COMPROMISSO POLÍTICO DA FÉ

Por Marcelo Barros

                                                    

Em momentos nos quais o exercício da cidadania parece pouco visível e a alienação social e política toma formas que chegam até a justificar golpe de Estado, é importante refletir sobre como restituir à Política a sua nobreza e dignidade. Alguns meios de comunicação  que se alimentam cotidianamente de assassinatos e assaltos, exacerbam o mesmo sensacionalismo, ao escolher como tema recorrente e quase único a corrupção aparentemente generalizada que assola as instituições públicas. Isso pode deixar em muitos a impressão de que todo político é corrupto e a própria Política é sempre ruim. De fato, existe uma atividade que é mais politicagem do que Política. No entanto, em todas as instituições, há pessoas profundamente éticas e corretas. Essas são a maioria das pessoas. A minoria é corrupta e venal. Acontece que uma vida consagrada aos outros e pautada na ética não é notícia. A corrupção, sim, mesmo se ainda não for comprovada e,  principalmente, se a sua divulgação favorece a interesses partidários e de classe.

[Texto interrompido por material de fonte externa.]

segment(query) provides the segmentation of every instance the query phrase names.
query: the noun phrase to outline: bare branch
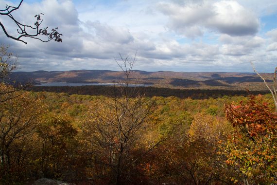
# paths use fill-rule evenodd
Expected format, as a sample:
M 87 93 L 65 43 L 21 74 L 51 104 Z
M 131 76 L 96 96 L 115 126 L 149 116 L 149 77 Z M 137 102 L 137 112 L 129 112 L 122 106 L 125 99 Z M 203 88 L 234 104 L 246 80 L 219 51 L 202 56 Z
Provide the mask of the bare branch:
M 52 40 L 53 40 L 54 41 L 57 41 L 58 42 L 62 42 L 62 39 L 61 38 L 61 36 L 62 36 L 62 34 L 61 34 L 58 32 L 57 31 L 58 28 L 52 29 L 50 32 L 48 32 L 48 27 L 46 28 L 40 28 L 40 25 L 43 21 L 43 19 L 41 19 L 41 15 L 43 15 L 43 14 L 38 14 L 35 16 L 35 18 L 36 19 L 34 23 L 35 26 L 22 24 L 15 19 L 12 15 L 12 13 L 13 11 L 17 10 L 19 8 L 23 0 L 21 0 L 19 2 L 18 5 L 17 7 L 14 7 L 7 5 L 6 5 L 5 9 L 0 10 L 0 15 L 3 16 L 8 16 L 11 20 L 12 20 L 13 22 L 14 22 L 15 24 L 16 24 L 17 27 L 17 33 L 19 34 L 19 35 L 17 37 L 12 36 L 11 34 L 8 33 L 7 30 L 5 28 L 4 25 L 3 24 L 3 23 L 0 21 L 0 26 L 1 26 L 1 27 L 3 30 L 3 31 L 4 32 L 5 35 L 6 35 L 8 37 L 11 38 L 15 40 L 22 42 L 26 44 L 27 43 L 27 42 L 22 40 L 22 37 L 31 37 L 32 38 L 38 39 L 44 42 L 47 42 Z M 27 30 L 27 29 L 31 30 L 31 31 L 29 32 Z M 31 32 L 32 31 L 35 31 L 35 33 L 31 34 Z M 44 39 L 38 37 L 41 36 L 45 36 L 46 37 L 46 39 Z
M 252 67 L 253 68 L 253 70 L 254 72 L 258 74 L 259 76 L 263 81 L 264 84 L 266 86 L 267 89 L 270 91 L 270 93 L 272 95 L 272 97 L 273 97 L 273 100 L 274 101 L 274 104 L 275 105 L 275 107 L 276 108 L 276 111 L 277 112 L 277 90 L 276 89 L 276 73 L 277 73 L 277 67 L 275 68 L 275 71 L 274 71 L 274 77 L 273 77 L 273 90 L 272 90 L 270 87 L 267 84 L 265 79 L 256 70 L 255 66 L 252 62 L 250 62 Z

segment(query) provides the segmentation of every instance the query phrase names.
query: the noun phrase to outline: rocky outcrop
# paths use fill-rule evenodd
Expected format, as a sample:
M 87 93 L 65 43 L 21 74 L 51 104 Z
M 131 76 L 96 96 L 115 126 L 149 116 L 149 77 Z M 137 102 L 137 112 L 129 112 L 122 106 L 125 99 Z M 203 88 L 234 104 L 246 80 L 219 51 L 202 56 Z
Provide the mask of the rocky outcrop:
M 62 181 L 43 178 L 35 182 L 34 185 L 76 185 L 75 184 L 67 183 Z

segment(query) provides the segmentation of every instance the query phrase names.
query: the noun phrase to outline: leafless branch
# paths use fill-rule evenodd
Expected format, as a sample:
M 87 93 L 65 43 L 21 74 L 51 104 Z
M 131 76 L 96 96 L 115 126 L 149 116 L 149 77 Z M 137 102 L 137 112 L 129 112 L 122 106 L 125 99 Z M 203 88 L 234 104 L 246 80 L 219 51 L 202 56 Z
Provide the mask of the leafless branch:
M 275 68 L 275 70 L 274 71 L 273 77 L 273 90 L 272 90 L 271 88 L 268 86 L 268 84 L 266 82 L 265 79 L 257 71 L 253 63 L 251 62 L 251 64 L 252 66 L 254 72 L 255 72 L 256 74 L 258 74 L 258 75 L 260 76 L 260 77 L 263 81 L 264 84 L 266 86 L 266 87 L 269 90 L 269 91 L 270 91 L 270 93 L 273 97 L 274 104 L 276 108 L 276 111 L 277 111 L 277 90 L 276 89 L 276 74 L 277 73 L 277 67 Z
M 62 39 L 61 38 L 61 36 L 62 36 L 62 34 L 58 32 L 57 27 L 52 29 L 50 32 L 48 31 L 48 27 L 41 28 L 40 25 L 43 21 L 43 19 L 41 19 L 41 15 L 43 15 L 43 14 L 37 14 L 35 16 L 36 20 L 34 23 L 34 26 L 22 24 L 19 22 L 13 16 L 12 13 L 19 8 L 23 1 L 23 0 L 21 0 L 17 6 L 14 7 L 6 5 L 6 8 L 0 10 L 0 16 L 7 16 L 10 20 L 17 25 L 17 32 L 19 36 L 17 37 L 13 36 L 8 33 L 5 28 L 5 26 L 3 24 L 3 23 L 0 21 L 0 26 L 5 35 L 6 35 L 8 37 L 15 40 L 22 42 L 26 44 L 27 43 L 27 42 L 22 40 L 22 37 L 31 37 L 38 39 L 44 42 L 49 42 L 52 40 L 58 42 L 62 42 Z M 35 31 L 35 33 L 31 34 L 31 33 L 33 31 Z M 38 37 L 39 36 L 46 36 L 46 39 L 43 39 L 40 38 Z

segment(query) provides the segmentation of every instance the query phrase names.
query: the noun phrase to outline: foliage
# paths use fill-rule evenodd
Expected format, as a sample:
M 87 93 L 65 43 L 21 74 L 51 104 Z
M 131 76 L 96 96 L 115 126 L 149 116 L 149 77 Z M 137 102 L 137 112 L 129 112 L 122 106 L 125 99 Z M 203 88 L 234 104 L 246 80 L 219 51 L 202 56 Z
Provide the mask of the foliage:
M 48 31 L 48 27 L 41 28 L 40 25 L 43 20 L 41 19 L 41 17 L 42 15 L 44 15 L 43 14 L 38 14 L 35 16 L 36 20 L 33 26 L 20 22 L 13 16 L 12 13 L 20 8 L 23 1 L 23 0 L 20 0 L 17 6 L 6 5 L 5 8 L 1 8 L 1 9 L 0 9 L 0 16 L 3 17 L 6 17 L 8 18 L 10 21 L 16 25 L 18 36 L 15 37 L 9 34 L 5 26 L 3 24 L 3 22 L 0 21 L 0 26 L 1 26 L 5 35 L 9 38 L 22 42 L 26 44 L 27 43 L 27 42 L 23 40 L 22 39 L 22 37 L 31 37 L 38 39 L 44 42 L 48 42 L 52 40 L 57 42 L 62 42 L 62 39 L 61 38 L 61 36 L 62 36 L 62 35 L 58 33 L 57 31 L 58 28 L 52 28 L 50 32 Z M 39 37 L 40 36 L 46 36 L 46 39 L 44 40 L 41 38 Z
M 263 100 L 252 95 L 225 107 L 227 119 L 236 128 L 226 147 L 226 162 L 239 173 L 234 177 L 236 182 L 277 182 L 277 114 Z
M 3 45 L 0 46 L 0 82 L 16 67 L 17 58 L 8 52 L 8 48 Z
M 1 84 L 0 92 L 3 88 L 13 90 L 13 88 Z M 0 179 L 12 180 L 24 176 L 31 154 L 30 143 L 43 112 L 40 100 L 32 93 L 11 93 L 9 96 L 12 98 L 5 98 L 0 106 Z

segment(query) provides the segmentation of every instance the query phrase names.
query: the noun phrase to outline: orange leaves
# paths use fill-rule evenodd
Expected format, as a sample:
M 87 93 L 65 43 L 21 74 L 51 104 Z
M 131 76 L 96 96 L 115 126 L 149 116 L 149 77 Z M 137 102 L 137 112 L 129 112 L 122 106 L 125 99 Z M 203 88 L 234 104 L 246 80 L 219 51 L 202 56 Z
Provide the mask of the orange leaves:
M 225 110 L 227 119 L 233 126 L 242 129 L 242 132 L 249 137 L 276 131 L 277 114 L 271 112 L 268 104 L 262 102 L 260 96 L 251 96 L 248 100 L 241 101 L 239 105 L 225 105 Z
M 225 111 L 237 129 L 228 138 L 226 163 L 250 184 L 276 183 L 277 113 L 261 96 L 253 95 L 238 105 L 225 105 Z

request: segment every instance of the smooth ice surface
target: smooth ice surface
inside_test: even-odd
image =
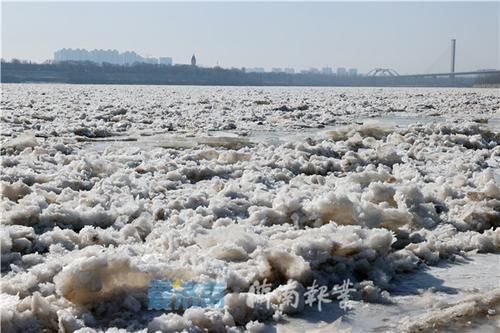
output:
[[[343,331],[304,291],[345,279],[354,331],[498,326],[498,90],[2,85],[1,108],[5,332]],[[223,281],[225,307],[149,311],[151,279]]]

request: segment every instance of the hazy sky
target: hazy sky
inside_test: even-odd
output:
[[[104,48],[222,67],[499,68],[499,2],[2,2],[2,57]]]

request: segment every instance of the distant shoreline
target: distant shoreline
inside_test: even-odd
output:
[[[283,87],[474,87],[498,85],[500,78],[335,76],[317,73],[246,73],[240,69],[190,65],[120,66],[89,62],[7,63],[1,83],[67,83],[120,85],[283,86]],[[488,81],[490,80],[490,81]]]

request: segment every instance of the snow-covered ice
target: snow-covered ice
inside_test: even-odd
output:
[[[346,279],[355,332],[499,326],[498,90],[2,85],[1,108],[5,332],[293,332]],[[486,276],[436,296],[429,266]],[[152,279],[223,281],[224,308],[148,310]],[[301,331],[349,330],[326,309]]]

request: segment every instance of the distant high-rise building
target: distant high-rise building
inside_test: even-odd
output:
[[[245,73],[264,73],[264,67],[245,68]]]
[[[160,57],[160,65],[171,66],[172,65],[172,58],[171,57]]]
[[[333,69],[331,69],[330,67],[323,67],[321,69],[321,74],[331,75],[333,74]]]
[[[110,63],[115,65],[130,65],[133,63],[157,64],[157,58],[144,58],[135,52],[120,53],[117,50],[92,50],[85,49],[61,49],[54,52],[54,60],[57,61],[92,61],[98,64]]]
[[[347,76],[347,70],[344,67],[337,68],[337,76]]]

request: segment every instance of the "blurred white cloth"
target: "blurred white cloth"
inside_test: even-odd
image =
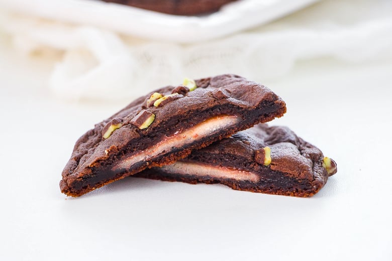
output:
[[[59,97],[116,100],[185,76],[233,73],[262,82],[286,73],[298,60],[390,58],[391,14],[388,0],[326,0],[267,25],[192,44],[142,40],[10,11],[0,21],[26,55],[61,54],[48,79]]]

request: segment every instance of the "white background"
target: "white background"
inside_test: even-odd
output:
[[[390,59],[304,60],[262,83],[287,104],[271,124],[337,163],[311,198],[128,178],[73,199],[58,183],[75,142],[126,103],[55,98],[51,61],[0,47],[0,259],[392,258]]]

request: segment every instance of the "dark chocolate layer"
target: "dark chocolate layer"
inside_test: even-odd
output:
[[[257,158],[267,147],[270,148],[269,164]],[[146,170],[135,176],[220,183],[239,190],[309,197],[336,172],[335,162],[331,160],[332,166],[326,166],[325,159],[328,158],[319,149],[288,128],[259,124],[194,151],[173,165]]]
[[[280,117],[286,110],[284,102],[269,89],[240,76],[223,75],[195,82],[195,90],[185,90],[183,94],[174,95],[175,98],[167,96],[170,101],[163,105],[151,101],[170,94],[176,88],[184,88],[167,86],[157,90],[154,98],[151,93],[140,97],[96,124],[76,142],[62,173],[61,191],[78,196],[146,168],[170,164],[192,150]],[[183,146],[151,153],[162,143],[216,118],[223,118],[224,123],[225,120],[234,123],[212,128],[206,137],[198,137],[195,133],[194,139]],[[149,157],[139,157],[143,152]],[[127,165],[128,162],[132,164]]]
[[[104,0],[171,15],[191,16],[218,11],[236,0]]]

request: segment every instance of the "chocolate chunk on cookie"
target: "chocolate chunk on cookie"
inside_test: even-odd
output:
[[[83,135],[63,171],[61,191],[78,196],[146,168],[171,164],[192,150],[286,111],[270,90],[240,76],[186,79],[183,85],[189,90],[157,90]],[[230,95],[215,98],[219,88]]]
[[[336,171],[333,160],[288,128],[264,124],[194,151],[173,164],[146,170],[135,177],[221,183],[239,190],[310,197]]]

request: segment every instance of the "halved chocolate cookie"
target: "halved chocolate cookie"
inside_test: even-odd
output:
[[[240,76],[186,79],[139,98],[82,136],[63,171],[61,191],[80,196],[146,168],[173,163],[285,111],[270,90]]]
[[[173,164],[135,176],[310,197],[336,171],[333,160],[288,128],[259,124],[194,151]]]
[[[148,10],[182,16],[218,11],[224,5],[236,0],[104,0]]]

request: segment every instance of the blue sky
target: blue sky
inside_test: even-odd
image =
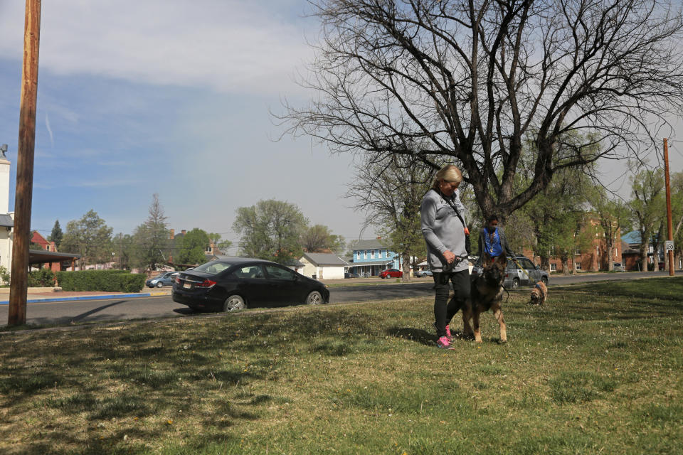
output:
[[[363,213],[342,196],[348,156],[285,136],[269,109],[307,92],[318,24],[305,0],[51,0],[43,2],[31,225],[49,234],[92,209],[131,233],[159,195],[169,227],[236,241],[235,209],[298,205],[348,240]],[[23,0],[0,0],[0,144],[16,164]],[[672,171],[683,168],[672,142]],[[623,166],[605,182],[628,196]],[[10,183],[14,210],[15,173]],[[371,237],[366,231],[363,237]]]
[[[294,80],[317,23],[302,0],[253,3],[43,2],[33,228],[47,235],[93,209],[129,233],[158,193],[176,231],[236,240],[235,209],[274,198],[359,235],[364,214],[342,198],[350,159],[306,138],[272,140],[282,129],[269,109],[310,97]],[[0,0],[0,143],[13,171],[23,14],[23,1]]]

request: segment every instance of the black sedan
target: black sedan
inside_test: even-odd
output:
[[[174,301],[198,311],[329,301],[322,283],[279,264],[248,257],[211,261],[181,272],[172,295]]]

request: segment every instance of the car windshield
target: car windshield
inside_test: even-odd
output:
[[[211,261],[211,262],[206,262],[206,264],[197,266],[192,270],[216,274],[221,273],[230,266],[230,264],[222,261]]]

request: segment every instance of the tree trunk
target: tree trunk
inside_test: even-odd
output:
[[[403,276],[401,277],[401,281],[404,283],[410,283],[412,280],[411,279],[411,257],[408,253],[401,253],[401,262],[403,262],[402,269],[403,272]]]

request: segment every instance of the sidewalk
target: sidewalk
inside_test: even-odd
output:
[[[62,291],[60,288],[30,287],[27,303],[62,301],[67,300],[99,300],[102,299],[131,299],[171,295],[171,287],[142,288],[139,292],[104,292],[100,291]],[[0,288],[0,305],[9,303],[9,288]]]

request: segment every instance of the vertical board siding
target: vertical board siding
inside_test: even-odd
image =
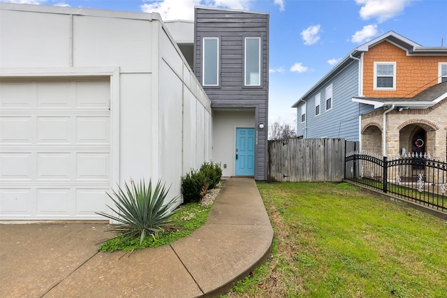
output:
[[[344,139],[291,139],[268,142],[268,180],[339,182],[344,178],[346,152],[358,142]]]
[[[194,73],[202,82],[202,39],[219,38],[219,81],[203,89],[213,108],[255,108],[257,133],[255,179],[267,179],[269,15],[247,11],[196,8]],[[244,86],[244,37],[261,38],[261,86]],[[265,128],[259,129],[258,124]]]

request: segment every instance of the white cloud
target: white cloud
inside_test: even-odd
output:
[[[19,4],[36,4],[41,5],[47,2],[47,0],[6,0],[1,2],[17,3]]]
[[[339,62],[340,61],[340,60],[342,60],[342,59],[339,59],[339,59],[332,58],[332,59],[330,59],[330,60],[328,60],[328,63],[330,65],[335,65],[335,64],[337,64],[337,63],[339,63]]]
[[[194,19],[194,6],[249,9],[254,0],[143,0],[143,13],[159,13],[163,20]]]
[[[360,17],[363,20],[376,18],[379,23],[400,14],[413,0],[356,0],[361,5]]]
[[[274,0],[274,4],[279,6],[279,10],[284,10],[284,0]]]
[[[54,4],[54,6],[70,7],[70,5],[67,4],[66,3],[59,2]]]
[[[313,45],[320,40],[320,25],[309,26],[307,29],[303,30],[300,34],[305,45]]]
[[[268,72],[270,73],[283,73],[284,72],[284,68],[281,66],[277,68],[270,68],[268,70]]]
[[[377,25],[367,25],[364,26],[362,30],[356,31],[356,33],[352,36],[351,41],[355,43],[364,43],[370,40],[376,35]]]
[[[291,67],[291,71],[294,71],[298,73],[305,73],[307,70],[309,70],[309,68],[303,66],[301,62],[295,63],[292,67]]]

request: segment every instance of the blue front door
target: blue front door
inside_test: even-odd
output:
[[[254,128],[236,128],[236,176],[254,176]]]

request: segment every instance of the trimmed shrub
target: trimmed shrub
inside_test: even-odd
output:
[[[220,163],[205,162],[200,167],[200,172],[205,174],[209,184],[209,188],[215,188],[222,177],[222,169]]]
[[[183,202],[200,202],[207,193],[208,185],[208,180],[203,172],[191,170],[182,177]]]

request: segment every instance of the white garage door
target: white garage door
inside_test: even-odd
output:
[[[0,219],[104,219],[110,79],[0,82]]]

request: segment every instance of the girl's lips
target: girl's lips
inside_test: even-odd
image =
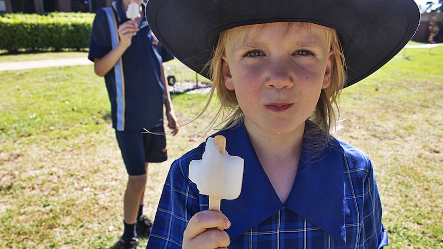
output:
[[[273,111],[284,111],[293,105],[293,104],[272,103],[266,105],[265,106],[268,110]]]

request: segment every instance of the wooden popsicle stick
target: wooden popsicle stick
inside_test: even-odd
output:
[[[217,146],[218,151],[225,155],[226,147],[226,138],[222,135],[217,135],[214,138],[214,144]],[[214,196],[209,196],[209,210],[212,211],[220,211],[220,198]]]
[[[217,146],[218,151],[225,155],[226,149],[226,138],[223,135],[217,135],[214,138],[214,143]]]

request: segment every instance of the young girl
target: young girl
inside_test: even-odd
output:
[[[398,53],[419,14],[413,0],[337,3],[150,1],[157,37],[233,113],[215,135],[245,167],[239,197],[216,212],[188,177],[205,143],[174,162],[146,248],[387,244],[368,156],[330,131],[341,89]]]

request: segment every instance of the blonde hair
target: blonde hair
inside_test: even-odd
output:
[[[308,119],[309,121],[316,125],[314,126],[318,127],[320,130],[315,131],[309,129],[311,130],[305,131],[305,135],[306,132],[317,135],[325,134],[326,136],[325,139],[328,141],[330,139],[331,130],[335,128],[339,117],[339,97],[341,89],[344,86],[346,78],[344,56],[338,35],[334,29],[310,23],[287,23],[287,28],[290,28],[292,25],[300,25],[303,27],[308,28],[316,25],[320,27],[327,42],[330,45],[331,50],[334,52],[330,84],[327,88],[322,89],[317,104]],[[243,112],[238,106],[235,91],[229,90],[225,86],[222,69],[222,57],[225,54],[227,48],[232,37],[235,37],[236,40],[241,42],[245,39],[247,30],[245,27],[233,28],[222,31],[220,33],[212,59],[208,65],[210,76],[213,82],[208,103],[211,101],[214,91],[216,90],[217,96],[221,105],[220,108],[223,110],[222,112],[218,114],[227,112],[231,115],[229,118],[228,126],[225,127],[225,128],[233,127],[240,122],[243,117]],[[262,32],[261,30],[264,29],[257,29],[256,33],[253,34],[253,35],[260,35]]]

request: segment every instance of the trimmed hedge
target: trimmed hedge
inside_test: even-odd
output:
[[[79,50],[89,46],[95,13],[8,13],[0,16],[0,49]]]

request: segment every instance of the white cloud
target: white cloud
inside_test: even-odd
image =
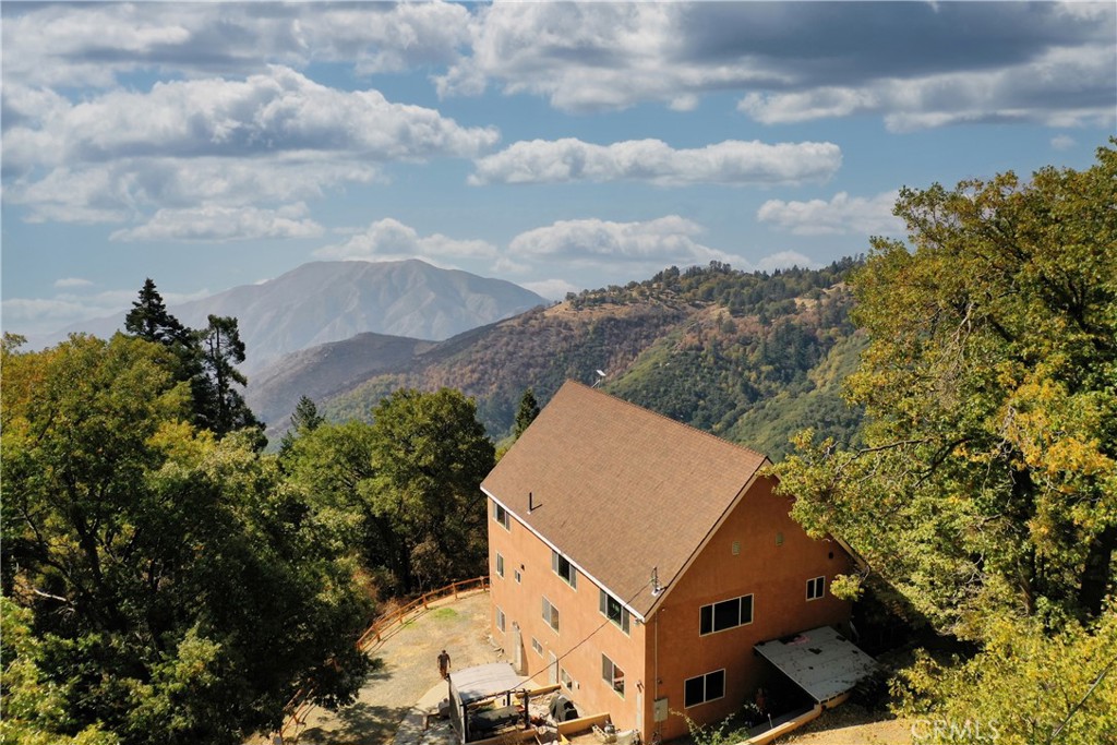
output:
[[[496,2],[472,55],[435,79],[443,96],[494,82],[570,112],[739,90],[763,123],[869,113],[896,132],[1115,121],[1111,3],[971,6]]]
[[[1056,150],[1070,150],[1077,144],[1078,142],[1070,135],[1060,134],[1051,137],[1051,146]]]
[[[117,230],[112,240],[227,241],[261,238],[313,238],[324,228],[307,218],[298,202],[277,210],[256,207],[203,204],[199,208],[162,209],[146,223]]]
[[[739,262],[737,257],[696,241],[703,232],[701,226],[676,214],[646,222],[561,220],[519,233],[508,245],[508,252],[582,266]]]
[[[496,247],[484,240],[457,240],[441,233],[420,236],[399,220],[384,218],[342,243],[314,252],[328,259],[370,260],[423,257],[429,259],[495,258]]]
[[[841,165],[829,142],[766,144],[728,140],[675,150],[660,140],[595,145],[581,140],[533,140],[475,161],[470,184],[569,181],[649,181],[659,185],[798,184],[825,181]]]
[[[523,283],[523,286],[537,295],[542,295],[548,300],[561,300],[566,297],[566,293],[576,293],[581,289],[565,279],[540,279],[538,281],[525,281]]]
[[[261,60],[354,64],[360,74],[448,65],[469,10],[421,3],[79,3],[4,13],[4,77],[108,88],[143,69],[239,75]]]
[[[49,112],[4,135],[9,168],[120,157],[251,157],[335,153],[371,161],[471,156],[496,144],[491,128],[461,127],[432,108],[389,102],[375,89],[338,90],[281,66],[244,80],[157,83],[113,90]]]
[[[496,143],[437,111],[345,92],[286,67],[116,90],[78,104],[25,97],[4,132],[4,200],[30,221],[122,222],[152,208],[322,198],[389,161],[470,157]],[[31,114],[36,113],[36,118]],[[305,227],[305,226],[304,226]]]
[[[61,279],[55,280],[55,287],[59,289],[65,289],[68,287],[90,287],[93,283],[88,279],[82,279],[80,277],[63,277]]]
[[[877,114],[890,132],[996,121],[1105,126],[1117,121],[1117,113],[1111,105],[1092,102],[1088,90],[1115,67],[1114,46],[1088,45],[987,70],[873,79],[859,87],[750,93],[737,107],[762,124]],[[1052,105],[1052,99],[1062,103]]]
[[[903,235],[904,222],[892,216],[897,194],[889,191],[865,198],[839,192],[829,202],[821,199],[809,202],[771,199],[756,211],[756,219],[773,222],[799,236]]]
[[[90,283],[92,284],[92,283]],[[63,287],[56,283],[56,287]],[[67,285],[74,288],[77,285]],[[197,293],[160,293],[168,305],[197,300],[210,295],[207,289]],[[59,293],[49,298],[6,298],[0,308],[4,329],[21,334],[52,334],[84,321],[101,318],[131,307],[135,289],[112,289],[89,295]]]

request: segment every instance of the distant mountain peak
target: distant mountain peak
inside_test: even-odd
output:
[[[365,332],[438,341],[544,303],[510,281],[420,259],[325,260],[168,309],[194,328],[210,314],[235,316],[251,374],[280,355]],[[73,331],[109,336],[123,328],[124,315],[79,324],[48,343]]]

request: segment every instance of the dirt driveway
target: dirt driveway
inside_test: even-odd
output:
[[[438,655],[450,655],[451,669],[503,659],[488,640],[487,592],[448,598],[393,627],[372,652],[382,666],[369,676],[357,700],[337,713],[315,709],[300,728],[299,745],[389,745],[411,706],[438,684]]]

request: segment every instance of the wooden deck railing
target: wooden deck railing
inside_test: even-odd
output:
[[[445,588],[423,593],[408,604],[374,619],[364,633],[356,640],[356,647],[362,652],[371,652],[379,648],[394,629],[402,628],[408,620],[418,618],[424,613],[431,603],[449,598],[450,595],[454,595],[454,599],[457,600],[464,594],[484,592],[488,588],[488,575],[484,575],[471,580],[461,580]],[[287,703],[287,706],[284,707],[284,724],[279,728],[279,734],[283,735],[284,739],[298,725],[306,722],[307,716],[314,710],[313,693],[313,688],[300,688]]]

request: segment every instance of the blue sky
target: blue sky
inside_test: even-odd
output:
[[[1086,168],[1117,7],[25,3],[2,12],[2,325],[322,259],[548,297],[903,236],[903,185]]]

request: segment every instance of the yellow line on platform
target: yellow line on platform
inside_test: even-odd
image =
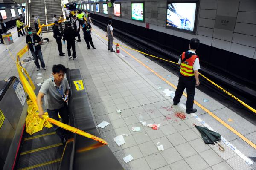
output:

No atual sistema político brasileiro, infelizmente, pessoas se aproveitam de cargos e benefícios públicos para fins privados. Esse mal se implantou em nossas instituições desde a época da colônia. Tomou formas mais sofisticadas a partir dos anos 90. A maioria dos brasileiros esperava um rigor maior e uma postura diferente de um governo prometia uma nova ética e se apresentava como de esquerda ou mais popular. Todos queremos governantes que não se omitam e não compactuem com a desonestidade. No entanto, não podemos nos deixar levar por uma carga emocional que condena antes do julgamento e quer punir, sem que haja provas concretas da ilegalidade.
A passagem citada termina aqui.